There will be two bottoms in the housing market. One bottom will occur when new home construction, home sales volumes, real estate commissions, levels of mortgage financing activity, and so on hit bottom. For the general economy (and to my friend), that's the bottom that matters.
The other bottom is the one that matters for individual home owners. That's the point at which existing home prices stop declining. That's the one that matters to most aging boomers.
The two bottoms will not occur at the same time. The first one very well may be occurring even as I write. If not, it is very close. And when it occurs, and when there is a very mild pickup, that will be very good news indeed for the general economy. Hint, though, think L, not V.
The second one is a ways off. The rent to buy comparison still favors renting. The media is full of comments like (earlier this week) 'There is no rational reason to buy a house in today's economic environment.' The animal spirits that operated to exacerbate upward price trends a few years back are now operating to futher deflate prices. Experience in the sand states suggests that when prices drop by 40-50% new buyers come into the market, but the rest of the country is only half way to price declines of those magnitudes. The upper end of the market (anything requiring a jumbo to finance) has frozen up, and the only way it will thaw is with a price blowout (which, in my humble opinion, is ultimately inevitable, though it can be delayed).
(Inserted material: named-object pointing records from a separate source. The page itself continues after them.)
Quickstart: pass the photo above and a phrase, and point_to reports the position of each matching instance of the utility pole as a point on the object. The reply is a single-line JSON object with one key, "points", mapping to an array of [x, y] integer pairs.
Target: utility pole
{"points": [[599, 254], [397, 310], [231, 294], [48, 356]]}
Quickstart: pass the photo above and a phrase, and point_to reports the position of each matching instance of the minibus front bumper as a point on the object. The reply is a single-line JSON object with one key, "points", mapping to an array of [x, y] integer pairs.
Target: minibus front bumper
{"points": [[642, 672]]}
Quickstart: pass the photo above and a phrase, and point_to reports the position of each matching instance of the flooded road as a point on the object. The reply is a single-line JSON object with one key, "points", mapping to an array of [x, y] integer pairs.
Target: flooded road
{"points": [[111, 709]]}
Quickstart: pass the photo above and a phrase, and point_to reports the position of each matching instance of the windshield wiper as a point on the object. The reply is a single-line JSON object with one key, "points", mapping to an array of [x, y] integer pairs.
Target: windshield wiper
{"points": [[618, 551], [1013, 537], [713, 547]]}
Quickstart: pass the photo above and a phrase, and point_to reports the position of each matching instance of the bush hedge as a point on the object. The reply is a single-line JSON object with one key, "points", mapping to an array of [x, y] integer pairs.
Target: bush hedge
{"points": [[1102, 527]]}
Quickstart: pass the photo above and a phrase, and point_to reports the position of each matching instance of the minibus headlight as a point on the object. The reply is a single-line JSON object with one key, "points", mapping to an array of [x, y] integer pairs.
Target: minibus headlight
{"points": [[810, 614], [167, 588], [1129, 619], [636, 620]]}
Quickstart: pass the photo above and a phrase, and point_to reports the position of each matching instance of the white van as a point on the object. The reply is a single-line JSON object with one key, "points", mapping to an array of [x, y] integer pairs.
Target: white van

So, basically, residential housing investment losses will continue to be a drag on the economy. But the adverse impact of declining levels of housing related activity (construction, sales, financing, major appliance and furniture purchases, etc.) has already been absorbed. Time to pay less attention to housing and let the homeowners suffer quietly, trapped wherever they may have been when the music stopped, until a day of reckoning when growing paper losses are ultimately realized.